The Palestinians are terrified of settlers and continue to express their anger over the first incident. Why didn’t it receive the sort of coverage that the incident killing a Jewish baby did or get labeled a terror incident?
Israelis fear what they perceive as the sort of savagery and anti-Semitism that would enable someone to just drive over innocent people disembarking from the train, even seeming to purposefully target a baby and her mother. Why do “they” hate us so much? The Jews are always hated without cause, many are quick to say.
So goes the war of words and the battle to gain loyalties by playing on fear, by using anger.
And what if you sympathize with both, are saddened by the innocent who continue to get caught in the middle? Then you are given many reasons to have sympathy for one side over the other. It’s different, one was a “terror” attack and the other maybe not or the second was just revenge for the first.
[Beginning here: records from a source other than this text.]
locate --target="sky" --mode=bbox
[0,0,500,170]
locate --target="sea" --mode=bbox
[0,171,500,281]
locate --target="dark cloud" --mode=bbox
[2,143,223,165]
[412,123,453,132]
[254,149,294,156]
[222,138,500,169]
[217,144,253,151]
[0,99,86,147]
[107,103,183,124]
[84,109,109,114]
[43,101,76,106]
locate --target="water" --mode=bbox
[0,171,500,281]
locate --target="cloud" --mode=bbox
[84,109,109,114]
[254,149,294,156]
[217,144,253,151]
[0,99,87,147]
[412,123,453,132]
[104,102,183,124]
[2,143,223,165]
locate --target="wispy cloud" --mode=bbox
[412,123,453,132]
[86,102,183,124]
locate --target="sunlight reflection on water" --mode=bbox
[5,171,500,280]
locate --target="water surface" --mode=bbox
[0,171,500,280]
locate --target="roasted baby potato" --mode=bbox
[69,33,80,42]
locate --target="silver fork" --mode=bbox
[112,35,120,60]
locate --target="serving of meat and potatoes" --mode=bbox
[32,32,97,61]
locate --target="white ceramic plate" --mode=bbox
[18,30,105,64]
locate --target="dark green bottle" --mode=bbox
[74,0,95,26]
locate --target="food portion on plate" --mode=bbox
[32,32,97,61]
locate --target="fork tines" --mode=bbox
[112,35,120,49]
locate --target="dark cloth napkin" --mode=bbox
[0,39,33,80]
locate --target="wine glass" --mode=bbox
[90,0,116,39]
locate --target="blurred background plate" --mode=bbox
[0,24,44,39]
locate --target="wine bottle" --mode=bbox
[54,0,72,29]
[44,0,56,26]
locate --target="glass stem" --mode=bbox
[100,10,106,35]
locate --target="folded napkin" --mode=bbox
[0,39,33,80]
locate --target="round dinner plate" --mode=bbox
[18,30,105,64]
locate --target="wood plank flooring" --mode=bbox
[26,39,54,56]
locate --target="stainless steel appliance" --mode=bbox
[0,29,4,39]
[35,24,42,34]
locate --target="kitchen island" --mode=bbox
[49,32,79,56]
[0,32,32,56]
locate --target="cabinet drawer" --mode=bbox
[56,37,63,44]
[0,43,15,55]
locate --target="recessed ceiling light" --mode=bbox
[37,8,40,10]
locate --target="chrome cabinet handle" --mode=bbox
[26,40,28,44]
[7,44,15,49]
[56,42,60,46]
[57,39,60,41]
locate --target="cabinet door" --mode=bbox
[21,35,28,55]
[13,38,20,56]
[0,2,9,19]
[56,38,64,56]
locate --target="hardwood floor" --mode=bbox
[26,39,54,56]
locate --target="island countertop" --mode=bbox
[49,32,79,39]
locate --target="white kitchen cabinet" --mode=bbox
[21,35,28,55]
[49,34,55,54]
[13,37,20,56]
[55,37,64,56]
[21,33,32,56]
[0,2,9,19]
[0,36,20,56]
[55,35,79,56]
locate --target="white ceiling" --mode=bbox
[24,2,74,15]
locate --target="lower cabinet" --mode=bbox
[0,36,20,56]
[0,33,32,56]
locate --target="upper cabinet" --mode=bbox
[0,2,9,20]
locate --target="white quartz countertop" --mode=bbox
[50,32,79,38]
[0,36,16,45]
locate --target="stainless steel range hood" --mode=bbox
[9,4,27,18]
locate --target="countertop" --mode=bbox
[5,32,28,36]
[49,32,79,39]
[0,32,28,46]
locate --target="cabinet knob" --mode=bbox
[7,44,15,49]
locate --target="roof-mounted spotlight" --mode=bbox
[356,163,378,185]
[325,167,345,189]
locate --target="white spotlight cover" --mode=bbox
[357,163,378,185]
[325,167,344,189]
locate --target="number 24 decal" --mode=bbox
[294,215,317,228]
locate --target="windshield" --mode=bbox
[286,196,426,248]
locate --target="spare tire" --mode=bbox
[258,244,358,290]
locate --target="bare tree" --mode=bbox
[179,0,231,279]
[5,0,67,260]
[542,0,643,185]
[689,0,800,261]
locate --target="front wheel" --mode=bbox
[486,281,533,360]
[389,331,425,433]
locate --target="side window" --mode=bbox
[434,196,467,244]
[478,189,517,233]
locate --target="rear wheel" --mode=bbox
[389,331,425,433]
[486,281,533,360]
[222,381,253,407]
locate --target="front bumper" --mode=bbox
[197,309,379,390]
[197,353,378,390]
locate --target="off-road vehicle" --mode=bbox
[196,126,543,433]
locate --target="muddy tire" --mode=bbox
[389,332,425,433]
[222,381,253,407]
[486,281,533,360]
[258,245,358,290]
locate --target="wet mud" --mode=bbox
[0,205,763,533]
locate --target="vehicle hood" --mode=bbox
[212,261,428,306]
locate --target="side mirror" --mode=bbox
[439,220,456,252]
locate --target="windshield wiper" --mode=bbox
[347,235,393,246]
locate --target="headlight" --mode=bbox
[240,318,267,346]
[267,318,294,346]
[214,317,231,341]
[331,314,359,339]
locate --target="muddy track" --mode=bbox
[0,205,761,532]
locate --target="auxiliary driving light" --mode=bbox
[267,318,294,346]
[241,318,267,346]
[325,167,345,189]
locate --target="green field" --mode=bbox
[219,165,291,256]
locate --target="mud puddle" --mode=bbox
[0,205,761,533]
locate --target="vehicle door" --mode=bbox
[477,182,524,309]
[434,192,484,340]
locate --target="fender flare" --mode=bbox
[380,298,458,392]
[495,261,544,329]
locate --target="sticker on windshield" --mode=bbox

In the end, though, we are weighing whose life is more valuable, the beautiful five year old Palestinian girl or the baby Israeli girl whose life had hardly begun? In the end, they both had their lives snuffed out too early and their families are both mourning a senseless loss. All the rationales hardly matter in this light. Because life is precious, whether Israeli or Palestinian, and its loss should be felt by us all.
Two families on two sides of the conflict are experiencing a hole in their lives, a hole that can never be filled.
The pain is still raw and deep on both sides from the Gaza war and it continues. The innocents are caught in the middle of a battle being continued by people higher up, people who play games with people’s lives and use words to fuel the cycle of revenge.
And so there must be people who do not take part in this but instead offer hope or act towards goodness in the midst of such darkness. Because without this, we will both be destroyed by the innumerable injustices on both sides.